5.3 5.3.1 Les premiers juges ont qualifié la culpabilité de l’appelant d’extrêmement importante et ses tentatives de justification de « consternantes », considérant que ce qu’avaient subi ses trois enfants durant plus de 12 ans était « odieux et inqualifiable » et que les conséquences de ses actes avaient été dévastatrices pour le développement d’H., I. et E.. Ils ont relevé son attitude peu collaborante durant l’enquête, notamment lorsqu’il s’est agi de se présenter aux différentes convocations, ce qui a nécessité l’intervention des forces de l’ordre.
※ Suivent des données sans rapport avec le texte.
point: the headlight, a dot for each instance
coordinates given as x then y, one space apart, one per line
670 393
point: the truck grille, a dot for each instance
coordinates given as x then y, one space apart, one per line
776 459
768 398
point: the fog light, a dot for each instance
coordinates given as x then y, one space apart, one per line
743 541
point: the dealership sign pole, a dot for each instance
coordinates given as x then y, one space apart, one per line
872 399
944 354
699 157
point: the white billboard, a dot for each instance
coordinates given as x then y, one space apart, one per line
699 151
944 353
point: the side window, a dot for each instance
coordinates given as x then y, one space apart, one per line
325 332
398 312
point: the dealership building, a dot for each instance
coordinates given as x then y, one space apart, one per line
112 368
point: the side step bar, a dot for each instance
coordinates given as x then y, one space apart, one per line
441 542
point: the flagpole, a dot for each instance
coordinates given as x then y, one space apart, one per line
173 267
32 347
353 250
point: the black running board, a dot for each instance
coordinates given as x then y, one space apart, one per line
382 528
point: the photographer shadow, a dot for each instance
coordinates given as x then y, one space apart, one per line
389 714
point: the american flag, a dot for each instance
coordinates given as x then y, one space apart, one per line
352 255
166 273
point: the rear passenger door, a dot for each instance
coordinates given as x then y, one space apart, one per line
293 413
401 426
A charge, les premiers juges ont encore retenu le fait que l’appelant n’avait pas seulement maltraité sa famille, la faisant vivre dans un climat de peur, et, dans un accès de colère, percuté son épouse avec son vélo, mais avait également tout fait pour garder le contrôle sur elle, en ne s’acquittant pas des contributions d’entretien, au motif fallacieux qu’il n’avait pas confiance en B. pour utiliser ces sommes. Les infractions commises entraient en concours, étant encore relevé que l’appelant avait commis de nouveaux actes durant l’enquête. A décharge, le Tribunal correctionnel a tenu compte de
l’admission très partielle des faits par l’appelant et de sa responsabilité dans ceux-ci, et du fait que deux de ses enfants avaient repris contact avec leur père. Les premiers juges ont ainsi considéré qu’une peine privative de liberté de 30 mois se justifiait pour réprimer « l’extrême gravité des comportements incriminés ».
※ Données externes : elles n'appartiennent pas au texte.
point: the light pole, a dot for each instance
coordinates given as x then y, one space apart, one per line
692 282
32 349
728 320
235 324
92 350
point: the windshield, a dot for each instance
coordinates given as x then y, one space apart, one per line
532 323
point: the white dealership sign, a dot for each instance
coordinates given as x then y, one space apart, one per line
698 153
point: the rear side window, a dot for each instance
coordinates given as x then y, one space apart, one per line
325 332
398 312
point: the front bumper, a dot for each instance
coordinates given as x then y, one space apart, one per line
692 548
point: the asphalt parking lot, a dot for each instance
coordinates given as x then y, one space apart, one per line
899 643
5.3.2 La culpabilité de l’appelant est extrêmement lourde. Avec les premiers juges, il faut constater que les actes subis par les enfants sont odieux et inqualifiables. Il a fait régner un climat de peur et de maltraitance qui a perduré après la séparation. Ses actes ont eu des conséquences dévastatrices sur le développement de ses enfants. Il a été peu collaborant durant l’enquête, n'ayant en outre de cesse de rejeter la faute sur son ex-femme. Quand bien même on ne retiendrait pas que ses tentatives de justification sont consternantes, sa culpabilité demeure extrêmement importante.
Cela étant, même à considérer la gravité de la faute commise par l’appelant, la peine prononcée par les premiers juges, soit une peine privative de liberté de 30 mois, est excessive. En effet, l’appelant a d’abord admis partiellement les faits, avant de finalement les admettre totalement – de même que sa responsabilité – lors des débats d’appel. Deux de ses enfants ont renoué avec lui et il a reconnu les conséquences que ses agissements ont eu sur leur développement. Il a ainsi notamment concédé que le fait d’avoir « détruit la construction » de ses propres enfants était une chose difficile pour eux avant de l’être pour lui. En outre, il sied de reconnaître une certaine évolution dans la prise de conscience de l’appelant et dans l’admission de sa responsabilité depuis la procédure d’instruction, étant en outre relevé qu’il suit une psychothérapie qui semble profitable.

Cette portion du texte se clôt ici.